I'm not sure that similarity/distance metric for measuring clustering similarity will produce desired results.  HDBSCAN creates a hierarchy and merges under a given distance threshold.  Perhaps we should embed cluster topics so that we can better search for semantic similarity of given topics?

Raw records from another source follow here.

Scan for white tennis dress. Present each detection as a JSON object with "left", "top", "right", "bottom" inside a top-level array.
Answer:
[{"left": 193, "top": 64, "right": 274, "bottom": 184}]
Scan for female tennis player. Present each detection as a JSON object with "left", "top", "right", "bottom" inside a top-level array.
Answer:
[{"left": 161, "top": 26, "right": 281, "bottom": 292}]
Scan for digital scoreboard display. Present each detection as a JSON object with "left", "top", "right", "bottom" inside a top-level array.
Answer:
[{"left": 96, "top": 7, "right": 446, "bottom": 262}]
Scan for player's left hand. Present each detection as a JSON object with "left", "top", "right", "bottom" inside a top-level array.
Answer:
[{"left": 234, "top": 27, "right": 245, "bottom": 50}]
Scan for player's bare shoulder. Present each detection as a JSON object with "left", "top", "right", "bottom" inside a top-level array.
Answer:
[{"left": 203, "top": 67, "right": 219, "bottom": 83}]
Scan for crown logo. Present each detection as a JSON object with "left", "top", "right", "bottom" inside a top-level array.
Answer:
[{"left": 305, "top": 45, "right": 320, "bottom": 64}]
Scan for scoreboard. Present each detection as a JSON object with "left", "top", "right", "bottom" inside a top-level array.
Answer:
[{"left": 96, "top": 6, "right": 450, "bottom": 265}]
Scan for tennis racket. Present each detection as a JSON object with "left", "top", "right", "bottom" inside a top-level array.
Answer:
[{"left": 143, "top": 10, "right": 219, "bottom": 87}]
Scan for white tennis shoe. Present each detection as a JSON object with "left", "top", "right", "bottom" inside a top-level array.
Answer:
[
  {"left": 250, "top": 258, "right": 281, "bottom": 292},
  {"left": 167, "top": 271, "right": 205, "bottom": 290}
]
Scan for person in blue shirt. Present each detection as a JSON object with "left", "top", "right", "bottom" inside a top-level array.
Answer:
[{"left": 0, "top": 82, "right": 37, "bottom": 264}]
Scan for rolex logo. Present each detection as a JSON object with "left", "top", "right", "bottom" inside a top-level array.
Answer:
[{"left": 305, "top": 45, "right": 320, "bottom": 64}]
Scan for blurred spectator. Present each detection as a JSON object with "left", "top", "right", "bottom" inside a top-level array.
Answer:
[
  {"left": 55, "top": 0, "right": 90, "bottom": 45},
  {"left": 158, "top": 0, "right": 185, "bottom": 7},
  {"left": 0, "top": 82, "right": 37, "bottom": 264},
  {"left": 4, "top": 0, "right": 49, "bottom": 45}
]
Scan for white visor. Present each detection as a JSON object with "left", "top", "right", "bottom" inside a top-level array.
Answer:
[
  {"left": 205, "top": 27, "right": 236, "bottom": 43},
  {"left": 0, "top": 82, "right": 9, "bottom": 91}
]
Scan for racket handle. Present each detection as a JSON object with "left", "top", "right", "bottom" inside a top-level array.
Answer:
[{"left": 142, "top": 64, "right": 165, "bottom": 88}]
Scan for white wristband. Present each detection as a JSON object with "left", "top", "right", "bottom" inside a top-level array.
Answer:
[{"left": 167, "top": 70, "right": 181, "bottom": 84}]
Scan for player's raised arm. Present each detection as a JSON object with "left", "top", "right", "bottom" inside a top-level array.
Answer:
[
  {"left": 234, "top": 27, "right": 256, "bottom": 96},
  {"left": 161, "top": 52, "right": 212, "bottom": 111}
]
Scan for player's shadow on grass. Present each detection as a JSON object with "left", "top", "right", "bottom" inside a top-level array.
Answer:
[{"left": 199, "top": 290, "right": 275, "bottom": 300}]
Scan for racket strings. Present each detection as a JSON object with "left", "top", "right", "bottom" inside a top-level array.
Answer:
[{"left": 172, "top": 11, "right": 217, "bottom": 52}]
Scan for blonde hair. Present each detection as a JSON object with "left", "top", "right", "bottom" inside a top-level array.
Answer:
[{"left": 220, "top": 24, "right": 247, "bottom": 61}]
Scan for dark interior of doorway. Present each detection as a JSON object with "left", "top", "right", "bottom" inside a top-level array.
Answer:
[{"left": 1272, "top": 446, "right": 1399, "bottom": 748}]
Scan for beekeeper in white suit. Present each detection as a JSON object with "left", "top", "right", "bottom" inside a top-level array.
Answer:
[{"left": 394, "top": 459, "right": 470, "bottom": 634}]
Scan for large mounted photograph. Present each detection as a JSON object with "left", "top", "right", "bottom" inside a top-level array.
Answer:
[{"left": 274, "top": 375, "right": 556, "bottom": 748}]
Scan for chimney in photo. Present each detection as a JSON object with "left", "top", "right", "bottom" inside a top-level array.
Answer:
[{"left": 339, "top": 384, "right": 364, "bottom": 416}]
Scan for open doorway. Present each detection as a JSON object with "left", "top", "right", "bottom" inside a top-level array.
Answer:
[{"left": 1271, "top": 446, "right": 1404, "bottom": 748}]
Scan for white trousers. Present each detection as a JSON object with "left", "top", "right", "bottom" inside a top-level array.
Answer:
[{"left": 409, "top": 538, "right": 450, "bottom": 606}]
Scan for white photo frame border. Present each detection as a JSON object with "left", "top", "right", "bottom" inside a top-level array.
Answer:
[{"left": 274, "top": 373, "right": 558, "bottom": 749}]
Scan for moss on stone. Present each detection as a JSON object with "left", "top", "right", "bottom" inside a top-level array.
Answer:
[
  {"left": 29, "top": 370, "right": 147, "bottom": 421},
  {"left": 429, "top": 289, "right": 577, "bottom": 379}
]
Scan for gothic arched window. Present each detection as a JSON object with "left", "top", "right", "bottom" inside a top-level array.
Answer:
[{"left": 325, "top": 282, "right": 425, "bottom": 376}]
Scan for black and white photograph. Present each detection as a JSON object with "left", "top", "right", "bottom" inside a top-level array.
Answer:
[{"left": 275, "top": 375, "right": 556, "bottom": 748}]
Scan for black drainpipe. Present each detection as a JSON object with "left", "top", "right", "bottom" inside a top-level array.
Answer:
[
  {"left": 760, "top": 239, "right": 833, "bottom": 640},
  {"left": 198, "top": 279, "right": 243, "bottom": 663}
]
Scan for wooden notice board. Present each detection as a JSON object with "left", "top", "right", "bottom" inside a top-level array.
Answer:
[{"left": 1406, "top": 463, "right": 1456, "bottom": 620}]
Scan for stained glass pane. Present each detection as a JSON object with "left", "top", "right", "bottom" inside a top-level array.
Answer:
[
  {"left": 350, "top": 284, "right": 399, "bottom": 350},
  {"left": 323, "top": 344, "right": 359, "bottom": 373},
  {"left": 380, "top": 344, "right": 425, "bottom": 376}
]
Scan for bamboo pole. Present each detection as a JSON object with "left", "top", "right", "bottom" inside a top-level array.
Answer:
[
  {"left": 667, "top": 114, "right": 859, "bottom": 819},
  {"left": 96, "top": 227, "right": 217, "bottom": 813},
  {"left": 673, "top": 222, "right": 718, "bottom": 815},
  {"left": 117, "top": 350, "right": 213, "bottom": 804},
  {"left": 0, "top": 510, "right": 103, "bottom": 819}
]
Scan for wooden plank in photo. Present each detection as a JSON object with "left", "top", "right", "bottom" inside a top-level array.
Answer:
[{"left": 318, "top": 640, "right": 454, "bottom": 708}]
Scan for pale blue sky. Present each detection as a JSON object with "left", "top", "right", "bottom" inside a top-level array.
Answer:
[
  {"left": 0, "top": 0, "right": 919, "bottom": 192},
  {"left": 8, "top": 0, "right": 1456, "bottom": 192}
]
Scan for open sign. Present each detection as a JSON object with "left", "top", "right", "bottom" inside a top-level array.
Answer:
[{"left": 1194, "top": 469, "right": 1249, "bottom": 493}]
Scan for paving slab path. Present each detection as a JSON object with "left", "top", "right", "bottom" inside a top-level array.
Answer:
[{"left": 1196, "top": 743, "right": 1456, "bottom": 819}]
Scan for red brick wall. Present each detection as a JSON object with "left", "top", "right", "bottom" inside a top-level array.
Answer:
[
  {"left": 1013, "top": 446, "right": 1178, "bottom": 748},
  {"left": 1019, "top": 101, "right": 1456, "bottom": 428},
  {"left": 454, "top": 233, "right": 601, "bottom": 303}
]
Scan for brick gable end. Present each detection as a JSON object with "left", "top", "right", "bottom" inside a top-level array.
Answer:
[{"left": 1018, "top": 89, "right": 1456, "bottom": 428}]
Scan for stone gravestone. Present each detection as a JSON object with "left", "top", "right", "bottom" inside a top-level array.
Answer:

This of the "similar" clusters (both cosine and euclidean) is pretty off.

Alternatively, HDBSCAN gives a method for converting to NetworkX data, so that we could extract parent-child relationships amongst clusters.

HDBSCAN gives a `predict` method, so we don't really need to map distance/similarity to centroids (manually). We really only care about what cluster an observation might belong to, and then what topic that cluster maps to.